If all of humanity (and perhaps the animal kingdom too for good measure) were to run East at the same time for a prolonged period of time, would the equal and opposite force of their feet pushing the ground west behind them slow down the Earth's rotation?
1 Answers
As it's 4.20 am where I am, and I am pretty dreadful at simple arithmetic, I welcome anybody to refine this calculation, a wiki, if you will.
Any frills to the topic, such how long they would need to walk to make a significant difference, are welcome. But any pedestrian material or remarks will be ruthlessly eliminated. Except that previous line.
Ok, The angular momentum of the spinning earth is:
$I = [2/5]mr^2$ and $ω$ = $2π/T =[ 2π/86400]$ rad/s
$mass = 5.978×10^{24}kg$,
$radius = 6.378×10^6m$
$L = [2/5]×5.978×10^{24}×6.378×10^6×6.378×10^6×[ 2π/86400]$
$L = 7.074 ×10^{33} kg.m^2s^{-1}$.
My (simple, naive) idea is to calculate the force exerted by these walking people, and I make the following sweeping assumptions.
The number of people on Earth is 7.5 billion ( give or take the odd million) and I assume they average 40 kg each.
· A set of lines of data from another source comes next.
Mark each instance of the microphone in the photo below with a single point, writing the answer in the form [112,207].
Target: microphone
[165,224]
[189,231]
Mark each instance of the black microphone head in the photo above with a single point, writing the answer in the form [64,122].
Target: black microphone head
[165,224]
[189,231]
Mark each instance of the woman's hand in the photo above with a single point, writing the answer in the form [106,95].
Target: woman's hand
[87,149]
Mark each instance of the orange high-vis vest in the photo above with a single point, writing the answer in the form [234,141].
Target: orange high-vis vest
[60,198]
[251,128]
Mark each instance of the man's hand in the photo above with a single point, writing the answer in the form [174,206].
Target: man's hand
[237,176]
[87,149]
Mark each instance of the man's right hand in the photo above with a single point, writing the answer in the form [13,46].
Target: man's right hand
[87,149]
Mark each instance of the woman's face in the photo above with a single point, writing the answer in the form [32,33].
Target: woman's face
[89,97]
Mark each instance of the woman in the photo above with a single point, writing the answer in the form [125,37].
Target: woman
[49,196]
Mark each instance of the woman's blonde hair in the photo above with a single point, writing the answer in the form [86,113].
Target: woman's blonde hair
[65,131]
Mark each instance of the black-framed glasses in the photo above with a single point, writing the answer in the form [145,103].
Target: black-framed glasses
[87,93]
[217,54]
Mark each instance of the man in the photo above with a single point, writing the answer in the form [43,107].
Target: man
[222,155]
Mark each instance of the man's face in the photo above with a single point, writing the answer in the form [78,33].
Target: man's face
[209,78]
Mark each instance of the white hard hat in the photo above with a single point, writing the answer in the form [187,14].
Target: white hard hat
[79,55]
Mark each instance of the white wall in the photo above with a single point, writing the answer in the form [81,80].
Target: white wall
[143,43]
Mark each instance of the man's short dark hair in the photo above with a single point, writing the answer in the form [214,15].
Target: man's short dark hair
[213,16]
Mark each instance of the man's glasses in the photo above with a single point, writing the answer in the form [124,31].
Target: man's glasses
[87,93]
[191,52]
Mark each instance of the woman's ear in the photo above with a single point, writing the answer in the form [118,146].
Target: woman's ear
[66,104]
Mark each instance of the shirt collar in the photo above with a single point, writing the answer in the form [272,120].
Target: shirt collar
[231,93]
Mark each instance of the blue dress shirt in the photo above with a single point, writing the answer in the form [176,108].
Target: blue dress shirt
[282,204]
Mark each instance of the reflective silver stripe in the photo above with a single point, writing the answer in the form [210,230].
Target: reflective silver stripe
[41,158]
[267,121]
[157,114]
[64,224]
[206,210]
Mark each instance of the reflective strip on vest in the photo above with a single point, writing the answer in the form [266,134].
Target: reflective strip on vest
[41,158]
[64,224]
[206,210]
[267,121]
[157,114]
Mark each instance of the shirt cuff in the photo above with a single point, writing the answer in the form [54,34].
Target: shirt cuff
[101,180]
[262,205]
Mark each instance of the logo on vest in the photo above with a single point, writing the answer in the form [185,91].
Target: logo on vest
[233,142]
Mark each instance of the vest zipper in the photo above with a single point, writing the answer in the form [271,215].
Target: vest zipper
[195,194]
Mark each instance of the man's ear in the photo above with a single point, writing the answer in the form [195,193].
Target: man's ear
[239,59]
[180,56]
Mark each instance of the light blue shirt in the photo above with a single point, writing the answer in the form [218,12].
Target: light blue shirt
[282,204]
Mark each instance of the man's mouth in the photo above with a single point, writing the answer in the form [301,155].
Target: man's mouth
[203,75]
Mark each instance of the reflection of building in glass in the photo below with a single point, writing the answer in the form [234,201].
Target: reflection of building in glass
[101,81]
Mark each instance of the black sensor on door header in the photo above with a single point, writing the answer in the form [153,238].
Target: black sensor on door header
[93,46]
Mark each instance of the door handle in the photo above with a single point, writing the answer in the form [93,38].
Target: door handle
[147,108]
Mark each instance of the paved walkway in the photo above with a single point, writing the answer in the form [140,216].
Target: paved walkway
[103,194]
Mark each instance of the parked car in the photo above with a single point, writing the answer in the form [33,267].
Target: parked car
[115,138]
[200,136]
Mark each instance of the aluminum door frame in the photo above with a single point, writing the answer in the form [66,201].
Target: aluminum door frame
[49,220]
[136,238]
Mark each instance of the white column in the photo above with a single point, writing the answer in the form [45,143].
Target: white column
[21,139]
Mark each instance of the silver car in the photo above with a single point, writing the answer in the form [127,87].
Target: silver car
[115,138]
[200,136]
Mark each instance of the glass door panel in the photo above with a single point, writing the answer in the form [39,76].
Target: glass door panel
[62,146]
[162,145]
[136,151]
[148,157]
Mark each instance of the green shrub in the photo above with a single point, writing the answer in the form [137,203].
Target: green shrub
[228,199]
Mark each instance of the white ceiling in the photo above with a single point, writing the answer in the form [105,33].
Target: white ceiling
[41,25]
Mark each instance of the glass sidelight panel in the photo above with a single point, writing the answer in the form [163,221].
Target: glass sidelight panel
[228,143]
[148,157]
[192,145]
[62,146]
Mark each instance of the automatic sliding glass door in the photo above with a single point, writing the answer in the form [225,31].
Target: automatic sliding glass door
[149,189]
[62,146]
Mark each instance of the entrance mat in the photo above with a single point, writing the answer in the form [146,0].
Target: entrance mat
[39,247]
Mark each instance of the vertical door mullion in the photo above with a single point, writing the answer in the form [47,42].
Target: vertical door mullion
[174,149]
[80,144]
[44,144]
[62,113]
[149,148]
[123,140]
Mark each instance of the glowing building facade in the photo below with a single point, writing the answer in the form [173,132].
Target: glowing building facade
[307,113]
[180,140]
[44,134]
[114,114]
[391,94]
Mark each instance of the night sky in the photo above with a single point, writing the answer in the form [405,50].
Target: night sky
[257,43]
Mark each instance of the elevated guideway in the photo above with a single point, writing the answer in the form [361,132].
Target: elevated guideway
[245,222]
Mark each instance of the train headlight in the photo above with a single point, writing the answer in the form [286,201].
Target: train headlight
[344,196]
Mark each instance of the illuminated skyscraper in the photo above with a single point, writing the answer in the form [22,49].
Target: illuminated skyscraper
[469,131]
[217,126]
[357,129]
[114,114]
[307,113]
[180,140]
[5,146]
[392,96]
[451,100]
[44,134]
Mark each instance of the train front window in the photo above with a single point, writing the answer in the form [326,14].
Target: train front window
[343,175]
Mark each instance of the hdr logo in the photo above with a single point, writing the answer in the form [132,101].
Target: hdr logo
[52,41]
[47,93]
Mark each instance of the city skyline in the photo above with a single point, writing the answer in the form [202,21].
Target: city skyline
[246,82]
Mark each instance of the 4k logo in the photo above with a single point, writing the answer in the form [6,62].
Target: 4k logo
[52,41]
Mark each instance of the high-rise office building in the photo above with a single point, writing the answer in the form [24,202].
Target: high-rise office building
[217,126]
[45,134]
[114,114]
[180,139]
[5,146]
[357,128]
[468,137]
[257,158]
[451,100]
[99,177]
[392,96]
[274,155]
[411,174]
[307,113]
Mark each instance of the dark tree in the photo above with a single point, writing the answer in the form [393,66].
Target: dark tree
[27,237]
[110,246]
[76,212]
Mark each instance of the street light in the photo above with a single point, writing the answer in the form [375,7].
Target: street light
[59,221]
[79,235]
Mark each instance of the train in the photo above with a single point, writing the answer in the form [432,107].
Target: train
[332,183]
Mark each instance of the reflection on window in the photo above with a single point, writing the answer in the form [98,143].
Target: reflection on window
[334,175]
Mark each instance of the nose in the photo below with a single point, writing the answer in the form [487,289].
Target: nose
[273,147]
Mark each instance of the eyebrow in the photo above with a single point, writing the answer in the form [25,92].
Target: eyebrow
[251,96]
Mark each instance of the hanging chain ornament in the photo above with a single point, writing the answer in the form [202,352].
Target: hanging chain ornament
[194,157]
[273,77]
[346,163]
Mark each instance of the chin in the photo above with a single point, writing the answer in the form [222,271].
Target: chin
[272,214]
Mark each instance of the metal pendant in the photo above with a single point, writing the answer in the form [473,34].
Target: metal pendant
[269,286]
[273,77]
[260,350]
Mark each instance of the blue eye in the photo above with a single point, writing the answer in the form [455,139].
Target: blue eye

This produces a total mass of $3 × 10 ^{11}$ kg
I then assume that every second, they take one step forward, on a synchronised system, so resulting in a push backwards against the Earth and treating this as an acceleration, this produces a force of $3 ×10^{11} kg.m/s^2$
So you have a force of $3×10^{11} kg.m/s^2$ trying to reduce an angular momentum of $ 7.074 ×10^{33} kg.m^2s^{-1}$.
It may take a while to notice any change.
Since answering this question, I have VTC as there is a duplicate here: Can humans slow down the Earth?